Debates on South Korea’s comprehensive Digital Asset Basic Act have spilled into 2026 with no end in sight as regulators continue to clash over who should control stablecoin issuance and how far major cryptocurrency exchanges should be regulated.
Lee Eog-weon, the Financial Services Commission (FSC) chair, had promised that the second-phase virtual asset legislation would be ready by the end of last year. However, divisions between the FSC, the Bank of Korea, industry participants, and political parties have pushed implementation into the new year, with no clear timeline for resolution.
What is South Korea’s disagreement about stablecoins?
The Bank of Korea also wants the issuance of won-pegged stablecoins to be dominated by banks, with Governor Rhee Chang-yong stating that the structure will help to prevent monetary policy complications and risks.
The FSC does not share the same position with the Bank of Korea on this matter, as it calls for a more inclusive authorization system that would allow fintech companies and other approved entities to participate in the stablecoin market.
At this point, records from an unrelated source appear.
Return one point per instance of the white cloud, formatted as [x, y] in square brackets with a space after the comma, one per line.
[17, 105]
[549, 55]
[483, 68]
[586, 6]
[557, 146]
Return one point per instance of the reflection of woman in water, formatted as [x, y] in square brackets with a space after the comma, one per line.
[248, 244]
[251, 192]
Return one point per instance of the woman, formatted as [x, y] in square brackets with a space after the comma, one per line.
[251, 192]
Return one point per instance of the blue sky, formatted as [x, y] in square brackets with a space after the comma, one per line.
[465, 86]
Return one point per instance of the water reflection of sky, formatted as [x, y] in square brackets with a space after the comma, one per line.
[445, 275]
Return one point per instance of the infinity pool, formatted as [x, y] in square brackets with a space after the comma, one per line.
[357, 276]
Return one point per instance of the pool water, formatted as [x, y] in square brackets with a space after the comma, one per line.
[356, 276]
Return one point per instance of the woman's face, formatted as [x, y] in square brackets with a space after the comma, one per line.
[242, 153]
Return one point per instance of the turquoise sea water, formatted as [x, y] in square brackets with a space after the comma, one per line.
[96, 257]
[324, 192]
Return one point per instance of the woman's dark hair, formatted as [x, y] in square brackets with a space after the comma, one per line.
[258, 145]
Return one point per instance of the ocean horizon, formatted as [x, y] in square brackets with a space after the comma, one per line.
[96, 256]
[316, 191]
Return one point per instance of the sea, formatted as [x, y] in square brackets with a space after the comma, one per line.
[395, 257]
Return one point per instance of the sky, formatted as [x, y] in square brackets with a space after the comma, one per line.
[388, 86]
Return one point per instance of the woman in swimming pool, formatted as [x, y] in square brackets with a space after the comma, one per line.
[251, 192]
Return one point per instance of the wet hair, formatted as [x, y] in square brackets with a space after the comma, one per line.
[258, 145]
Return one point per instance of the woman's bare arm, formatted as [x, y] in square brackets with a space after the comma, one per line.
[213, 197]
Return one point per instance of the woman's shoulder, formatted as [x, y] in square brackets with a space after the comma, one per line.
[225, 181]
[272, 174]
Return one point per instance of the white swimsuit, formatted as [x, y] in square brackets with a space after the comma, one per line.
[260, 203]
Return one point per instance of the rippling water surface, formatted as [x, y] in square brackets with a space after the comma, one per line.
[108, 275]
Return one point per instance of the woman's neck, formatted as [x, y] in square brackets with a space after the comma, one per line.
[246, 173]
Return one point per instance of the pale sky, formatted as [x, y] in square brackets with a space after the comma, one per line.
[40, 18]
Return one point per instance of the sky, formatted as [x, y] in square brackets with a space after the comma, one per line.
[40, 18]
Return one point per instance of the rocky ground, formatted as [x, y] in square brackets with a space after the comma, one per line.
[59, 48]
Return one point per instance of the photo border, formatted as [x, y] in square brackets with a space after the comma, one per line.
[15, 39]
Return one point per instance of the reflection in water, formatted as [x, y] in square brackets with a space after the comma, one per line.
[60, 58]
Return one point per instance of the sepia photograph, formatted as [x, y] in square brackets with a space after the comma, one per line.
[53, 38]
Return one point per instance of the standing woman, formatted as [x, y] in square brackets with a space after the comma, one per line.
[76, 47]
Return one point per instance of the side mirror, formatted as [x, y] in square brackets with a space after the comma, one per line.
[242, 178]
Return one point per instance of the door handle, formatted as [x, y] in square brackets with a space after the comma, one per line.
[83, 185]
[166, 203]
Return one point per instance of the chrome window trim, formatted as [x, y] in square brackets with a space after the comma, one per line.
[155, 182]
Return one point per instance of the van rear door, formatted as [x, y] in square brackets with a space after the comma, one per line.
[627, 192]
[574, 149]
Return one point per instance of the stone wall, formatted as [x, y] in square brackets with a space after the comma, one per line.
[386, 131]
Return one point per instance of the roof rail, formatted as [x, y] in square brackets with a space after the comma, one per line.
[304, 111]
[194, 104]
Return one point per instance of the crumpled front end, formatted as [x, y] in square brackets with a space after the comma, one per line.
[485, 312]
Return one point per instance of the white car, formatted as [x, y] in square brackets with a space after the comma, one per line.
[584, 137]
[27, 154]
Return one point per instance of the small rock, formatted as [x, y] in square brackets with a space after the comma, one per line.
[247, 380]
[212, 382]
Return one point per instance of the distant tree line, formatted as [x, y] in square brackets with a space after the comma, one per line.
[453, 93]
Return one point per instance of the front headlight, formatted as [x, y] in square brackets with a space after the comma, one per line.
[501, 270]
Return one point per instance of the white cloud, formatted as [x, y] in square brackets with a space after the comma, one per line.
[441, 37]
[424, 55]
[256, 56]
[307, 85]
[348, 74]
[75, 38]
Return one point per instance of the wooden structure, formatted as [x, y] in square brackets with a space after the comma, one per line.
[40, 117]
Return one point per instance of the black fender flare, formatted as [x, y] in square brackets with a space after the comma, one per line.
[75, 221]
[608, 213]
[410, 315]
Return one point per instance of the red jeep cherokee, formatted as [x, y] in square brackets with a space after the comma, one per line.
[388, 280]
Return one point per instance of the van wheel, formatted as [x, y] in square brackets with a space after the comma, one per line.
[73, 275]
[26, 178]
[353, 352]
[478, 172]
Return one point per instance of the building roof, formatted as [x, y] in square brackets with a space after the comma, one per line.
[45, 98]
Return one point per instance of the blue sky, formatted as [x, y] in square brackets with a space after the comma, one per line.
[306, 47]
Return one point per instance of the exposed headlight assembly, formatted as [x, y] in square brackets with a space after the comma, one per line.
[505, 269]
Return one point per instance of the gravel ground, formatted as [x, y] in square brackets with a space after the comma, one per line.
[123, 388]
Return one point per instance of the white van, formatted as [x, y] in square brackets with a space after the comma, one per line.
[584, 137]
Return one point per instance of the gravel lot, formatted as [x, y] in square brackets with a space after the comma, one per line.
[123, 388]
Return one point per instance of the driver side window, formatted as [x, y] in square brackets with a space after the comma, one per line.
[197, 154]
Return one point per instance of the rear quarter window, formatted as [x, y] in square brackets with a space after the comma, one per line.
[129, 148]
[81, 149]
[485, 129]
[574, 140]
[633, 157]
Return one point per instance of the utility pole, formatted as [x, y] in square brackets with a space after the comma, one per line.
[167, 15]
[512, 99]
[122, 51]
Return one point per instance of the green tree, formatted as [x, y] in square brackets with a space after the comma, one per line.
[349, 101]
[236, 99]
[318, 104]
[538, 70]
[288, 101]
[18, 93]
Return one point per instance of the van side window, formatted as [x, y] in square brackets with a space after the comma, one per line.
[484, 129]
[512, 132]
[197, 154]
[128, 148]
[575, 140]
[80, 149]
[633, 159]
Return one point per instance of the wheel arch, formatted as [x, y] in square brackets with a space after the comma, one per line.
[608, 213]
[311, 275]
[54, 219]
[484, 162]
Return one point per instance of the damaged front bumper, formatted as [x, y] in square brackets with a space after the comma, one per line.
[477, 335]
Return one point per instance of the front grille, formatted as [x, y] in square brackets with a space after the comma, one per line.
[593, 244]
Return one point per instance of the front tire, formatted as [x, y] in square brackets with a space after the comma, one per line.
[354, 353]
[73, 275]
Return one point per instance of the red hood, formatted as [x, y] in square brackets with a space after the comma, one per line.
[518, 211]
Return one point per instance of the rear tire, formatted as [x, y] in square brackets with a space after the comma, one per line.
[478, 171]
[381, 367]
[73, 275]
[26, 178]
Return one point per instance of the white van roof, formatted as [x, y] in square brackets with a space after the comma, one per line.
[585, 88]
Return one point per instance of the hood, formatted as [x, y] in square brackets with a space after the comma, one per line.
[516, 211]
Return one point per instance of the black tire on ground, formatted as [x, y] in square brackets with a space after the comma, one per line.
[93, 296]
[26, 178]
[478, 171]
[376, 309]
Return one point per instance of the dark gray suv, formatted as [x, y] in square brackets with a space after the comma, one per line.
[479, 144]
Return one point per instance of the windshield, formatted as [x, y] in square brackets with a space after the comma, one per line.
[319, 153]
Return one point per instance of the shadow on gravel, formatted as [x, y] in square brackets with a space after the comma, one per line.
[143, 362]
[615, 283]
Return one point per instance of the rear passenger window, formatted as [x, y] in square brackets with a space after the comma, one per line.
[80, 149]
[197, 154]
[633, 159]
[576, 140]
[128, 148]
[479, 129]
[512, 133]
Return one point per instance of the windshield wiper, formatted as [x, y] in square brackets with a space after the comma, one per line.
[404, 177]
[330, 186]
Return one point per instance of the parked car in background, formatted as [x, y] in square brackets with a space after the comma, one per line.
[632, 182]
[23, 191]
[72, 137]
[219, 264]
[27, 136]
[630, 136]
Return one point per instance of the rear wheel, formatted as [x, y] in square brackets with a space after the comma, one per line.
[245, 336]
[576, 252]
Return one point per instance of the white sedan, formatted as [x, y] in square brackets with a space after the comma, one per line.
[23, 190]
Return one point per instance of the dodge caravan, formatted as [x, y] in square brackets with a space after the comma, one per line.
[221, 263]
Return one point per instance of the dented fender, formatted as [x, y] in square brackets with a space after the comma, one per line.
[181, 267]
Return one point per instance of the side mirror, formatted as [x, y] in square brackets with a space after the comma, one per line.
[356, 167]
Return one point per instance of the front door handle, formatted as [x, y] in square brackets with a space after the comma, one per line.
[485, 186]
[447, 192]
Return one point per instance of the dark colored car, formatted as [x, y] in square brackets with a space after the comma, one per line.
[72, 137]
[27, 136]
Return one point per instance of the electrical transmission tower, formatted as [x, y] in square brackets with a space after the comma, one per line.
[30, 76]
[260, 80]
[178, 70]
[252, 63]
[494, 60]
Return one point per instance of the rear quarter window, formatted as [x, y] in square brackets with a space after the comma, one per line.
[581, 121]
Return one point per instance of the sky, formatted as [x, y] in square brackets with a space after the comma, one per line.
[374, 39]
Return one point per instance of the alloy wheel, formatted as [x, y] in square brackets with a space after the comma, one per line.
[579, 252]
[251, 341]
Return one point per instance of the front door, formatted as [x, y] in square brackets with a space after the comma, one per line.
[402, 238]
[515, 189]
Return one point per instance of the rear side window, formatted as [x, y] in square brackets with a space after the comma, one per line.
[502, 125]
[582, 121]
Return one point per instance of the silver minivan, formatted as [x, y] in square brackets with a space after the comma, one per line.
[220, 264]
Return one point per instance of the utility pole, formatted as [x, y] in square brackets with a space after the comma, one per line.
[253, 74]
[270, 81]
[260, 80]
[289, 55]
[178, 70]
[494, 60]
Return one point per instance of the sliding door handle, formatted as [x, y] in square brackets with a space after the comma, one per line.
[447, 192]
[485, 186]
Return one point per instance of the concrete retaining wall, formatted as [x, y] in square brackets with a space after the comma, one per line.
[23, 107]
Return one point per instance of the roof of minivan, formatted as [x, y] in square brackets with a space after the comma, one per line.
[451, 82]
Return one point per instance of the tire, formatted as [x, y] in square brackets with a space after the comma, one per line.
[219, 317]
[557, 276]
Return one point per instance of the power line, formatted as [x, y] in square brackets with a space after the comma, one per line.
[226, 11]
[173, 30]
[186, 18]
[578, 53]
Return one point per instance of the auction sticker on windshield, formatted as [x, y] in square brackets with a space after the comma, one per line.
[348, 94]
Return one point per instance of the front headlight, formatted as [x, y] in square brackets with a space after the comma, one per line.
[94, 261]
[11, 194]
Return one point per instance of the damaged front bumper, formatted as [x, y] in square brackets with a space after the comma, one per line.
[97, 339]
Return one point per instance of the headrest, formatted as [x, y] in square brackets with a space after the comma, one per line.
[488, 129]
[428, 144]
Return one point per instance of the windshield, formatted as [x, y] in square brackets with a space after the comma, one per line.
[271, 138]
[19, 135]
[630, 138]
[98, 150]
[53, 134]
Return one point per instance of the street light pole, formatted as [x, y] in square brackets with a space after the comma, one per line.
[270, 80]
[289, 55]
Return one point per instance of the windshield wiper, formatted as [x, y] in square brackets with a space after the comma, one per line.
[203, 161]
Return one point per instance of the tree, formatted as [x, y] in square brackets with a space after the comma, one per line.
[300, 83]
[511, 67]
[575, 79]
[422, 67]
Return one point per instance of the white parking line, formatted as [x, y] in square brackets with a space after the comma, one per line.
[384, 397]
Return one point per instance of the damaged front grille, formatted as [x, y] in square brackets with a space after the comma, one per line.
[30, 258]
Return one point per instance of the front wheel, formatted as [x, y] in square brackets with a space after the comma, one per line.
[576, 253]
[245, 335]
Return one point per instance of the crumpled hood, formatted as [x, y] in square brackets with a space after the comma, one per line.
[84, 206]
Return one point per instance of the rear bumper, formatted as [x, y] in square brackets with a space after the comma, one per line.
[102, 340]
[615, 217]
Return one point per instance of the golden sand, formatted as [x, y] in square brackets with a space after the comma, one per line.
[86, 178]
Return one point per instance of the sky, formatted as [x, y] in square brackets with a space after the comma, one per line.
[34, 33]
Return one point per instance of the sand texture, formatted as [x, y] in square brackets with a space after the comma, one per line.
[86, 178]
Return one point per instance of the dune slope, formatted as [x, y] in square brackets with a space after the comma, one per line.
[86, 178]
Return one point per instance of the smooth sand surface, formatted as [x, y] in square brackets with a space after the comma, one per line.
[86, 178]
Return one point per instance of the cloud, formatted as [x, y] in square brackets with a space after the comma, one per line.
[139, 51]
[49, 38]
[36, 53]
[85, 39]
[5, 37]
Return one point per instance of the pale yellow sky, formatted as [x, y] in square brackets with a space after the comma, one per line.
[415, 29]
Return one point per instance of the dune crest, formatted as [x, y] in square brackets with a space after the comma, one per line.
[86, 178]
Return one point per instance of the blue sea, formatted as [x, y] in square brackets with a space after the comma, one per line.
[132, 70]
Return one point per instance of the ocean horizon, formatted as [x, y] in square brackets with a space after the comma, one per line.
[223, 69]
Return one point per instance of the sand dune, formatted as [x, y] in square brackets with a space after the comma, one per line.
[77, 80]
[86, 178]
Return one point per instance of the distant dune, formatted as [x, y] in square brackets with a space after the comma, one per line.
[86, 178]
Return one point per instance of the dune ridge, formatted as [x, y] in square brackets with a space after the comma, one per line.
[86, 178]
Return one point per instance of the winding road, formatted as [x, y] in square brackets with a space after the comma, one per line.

Industry groups want more participation for fintechs, stating that excessive bank control will yield the adverse effect of stifling innovation. They say this will in turn affect South Korea’s ability to compete on the international stage as global digital payment systems advance.
The proposed legislation would require stablecoin issuers to maintain reserves that are over 100% of their circulating supply. This reserve will be held exclusively in bank deposits or government bonds and must not be part of the issuer’s balance sheet.
The draft also introduces no-fault liability for digital asset operators, making them responsible for user losses even when there’s no proof of negligence.
Exchange ownership caps draws opposition
A separate proposal that is being contested would see a cap on individual voting shares in major exchanges at 15% to 20%.
The FSC argues that concentrated ownership allows founders to exercise excessive control and capture disproportionate profits from transaction fees.
The restrictions will mean that those who own significant stakes in the affected companies that exceed 20% may have to divest some of their holdings.
Industry critics warn the caps could violate property rights, destabilize management structures, and deter investment at a time when South Korean exchanges are faced with more competition.
What are the implications if this bill continues to lag?
The legislative impasse has blocked progress on related initiatives.
Plans to launch spot Bitcoin exchange-traded funds, announced as part of the government’s 2026 economic growth strategy, cannot proceed without digital assets being recognized as underlying securities under the second-phase law. Korea Exchange has declared itself ready to list and trade crypto ETFs, but regulatory uncertainty continues to delay its fruition.
A pilot program allowing approximately 3,500 corporations to transact in virtual assets, originally scheduled for the second half of last year, has similarly stalled. Financial authorities say they will only consider corporate access after implementing the broader legislative framework.
These delays come as other jurisdictions advance. The US approved spot Bitcoin ETFs in January 2024 and passed the GENIUS Act, its legislation on stablecoins in 2025. Hong Kong enacted stablecoin legislation in August 2025, while Japan launched its first yen-backed stablecoin in October.
The People Power Party plans to introduce a separate second-phase bill through a special committee, suggesting that all National Assembly deliberations will only begin once that legislation is tabled.